The Horde’s attack had come from the canyon lands, through the Natalga Gap. This was not so unusual. The Desert Dwellers’ armies had attacked from the east a dozen times over the last fifteen years. What was unusual, however, was the size of the party his men had just cut to ribbons less than a mile to the south. No more than a hundred.
Too few. Far too few.
The Horde never attacked in small numbers. Where Thomas and his army depended on superior speed and skill, the Horde had always depended on sheer numbers. They’d developed a kind of natural balance. One of his men could take out five of the Horde on any bad day, an advantage mitigated only by the fact that the Horde’s army approached five hundred thousand strong. His own army numbered fewer than thirty thousand including the apprentices. None of this was lost on the enemy. And yet they’d sent only this small band of hooded warriors up the Gap to their deaths.
Why?
They rode without a word. Hoofs thundered like war drums, an oddly comforting sound. Their horses were all stallions. Each fighter was dressed in the same hardened-leather breas
tplate with forearm and thigh guards. These left their joints free for the movement required in hand-to-hand combat. They strapped their knives to calves and whips to hips, and carried their swords on their horses. These three weapons, a good horse, and a leather bottle full of water were all any of the Forest Guard required to survive a week and to kill a hundred. And the regular fighting force wasn’t far behind.

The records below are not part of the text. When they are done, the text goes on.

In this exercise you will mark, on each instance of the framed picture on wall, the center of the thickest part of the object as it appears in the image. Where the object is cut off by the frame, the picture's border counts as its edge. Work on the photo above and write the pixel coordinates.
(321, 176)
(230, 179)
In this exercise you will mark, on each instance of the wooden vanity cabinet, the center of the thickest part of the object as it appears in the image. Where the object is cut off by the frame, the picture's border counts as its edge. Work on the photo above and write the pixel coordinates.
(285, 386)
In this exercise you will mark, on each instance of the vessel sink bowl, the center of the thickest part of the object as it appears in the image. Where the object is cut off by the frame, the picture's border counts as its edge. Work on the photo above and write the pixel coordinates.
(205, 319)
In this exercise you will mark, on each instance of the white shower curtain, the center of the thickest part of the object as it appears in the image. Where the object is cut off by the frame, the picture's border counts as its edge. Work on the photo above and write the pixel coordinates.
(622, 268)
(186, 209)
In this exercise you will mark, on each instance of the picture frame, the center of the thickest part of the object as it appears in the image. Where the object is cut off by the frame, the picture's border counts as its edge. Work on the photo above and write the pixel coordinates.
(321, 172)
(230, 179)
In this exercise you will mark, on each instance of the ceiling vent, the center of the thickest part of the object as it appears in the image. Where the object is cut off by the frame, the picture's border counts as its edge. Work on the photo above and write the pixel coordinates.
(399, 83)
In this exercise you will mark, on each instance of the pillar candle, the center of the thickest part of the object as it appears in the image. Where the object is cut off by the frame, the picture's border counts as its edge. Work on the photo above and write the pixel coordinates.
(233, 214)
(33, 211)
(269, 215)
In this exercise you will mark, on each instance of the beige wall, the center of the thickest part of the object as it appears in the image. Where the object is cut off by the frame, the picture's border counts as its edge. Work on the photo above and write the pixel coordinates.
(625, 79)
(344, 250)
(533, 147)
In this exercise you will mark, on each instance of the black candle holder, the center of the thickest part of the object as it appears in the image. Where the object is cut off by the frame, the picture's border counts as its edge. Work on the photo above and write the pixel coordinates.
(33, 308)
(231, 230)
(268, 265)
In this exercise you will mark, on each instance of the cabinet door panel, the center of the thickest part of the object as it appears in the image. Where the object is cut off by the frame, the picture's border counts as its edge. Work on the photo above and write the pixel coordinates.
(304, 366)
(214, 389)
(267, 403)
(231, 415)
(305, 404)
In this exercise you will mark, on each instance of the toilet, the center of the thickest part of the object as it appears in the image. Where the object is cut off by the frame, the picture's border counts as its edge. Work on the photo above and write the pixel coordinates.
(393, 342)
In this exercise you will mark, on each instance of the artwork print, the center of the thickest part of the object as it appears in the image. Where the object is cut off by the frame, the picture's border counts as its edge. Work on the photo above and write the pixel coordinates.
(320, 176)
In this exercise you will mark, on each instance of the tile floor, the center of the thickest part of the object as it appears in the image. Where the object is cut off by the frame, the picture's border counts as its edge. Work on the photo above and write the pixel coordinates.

Thomas flew over the hill’s crest, leaned back, and pulled the stallion to a stamping halt. The others fell in along the ridge. Still not a word.
What they saw could not easily be put into words.
The sky was turning red, blood red, as it always did over the desert in the afternoons. To their right stretched the canyon lands, ten square miles of cliffs and boulders that acted as a natural barrier between the red deserts and the first of seven forests. Thomas’s forest. Beyond the canyon’s cliffs, red-tinged sand flowed into an endless sea of desert. This landscape was as familiar to Thomas as his own forest.
What he saw now was not.
At first glance, even to a trained eye, the subtle movement on the desert floor might have been mistaken for shimmering heat waves. It was hardly more than a beige discoloration rippling across the vast section of flat sand that fed into the canyons. But this was nothing so innocuous as desert heat.
This was the Horde army.
They wore beige hooded tunics to cover their gray scabbed flesh and rode light tan horses bred to disappear against the sand. Thomas had once ridden past fifty without distinguishing them from the sandstone.
“How many, Mikil?”
His second in command searched the horizon to the south. He followed her eyes. A dozen smaller contingents were heading up the Gap, armies of a few hundred each, not so much larger than the one they’d torn apart thirty minutes ago.
“Hundred thousand,” she said. A strip of leather held her dark hair back from a tanned forehead. A small white scar on her right cheek marred an otherwise smooth, milky complexion. The cut had been inflicted not by the Horde, but by her own brother, who’d fought her to assert his strength just a year ago. She’d left him unscathed, underfoot, soundly defeated.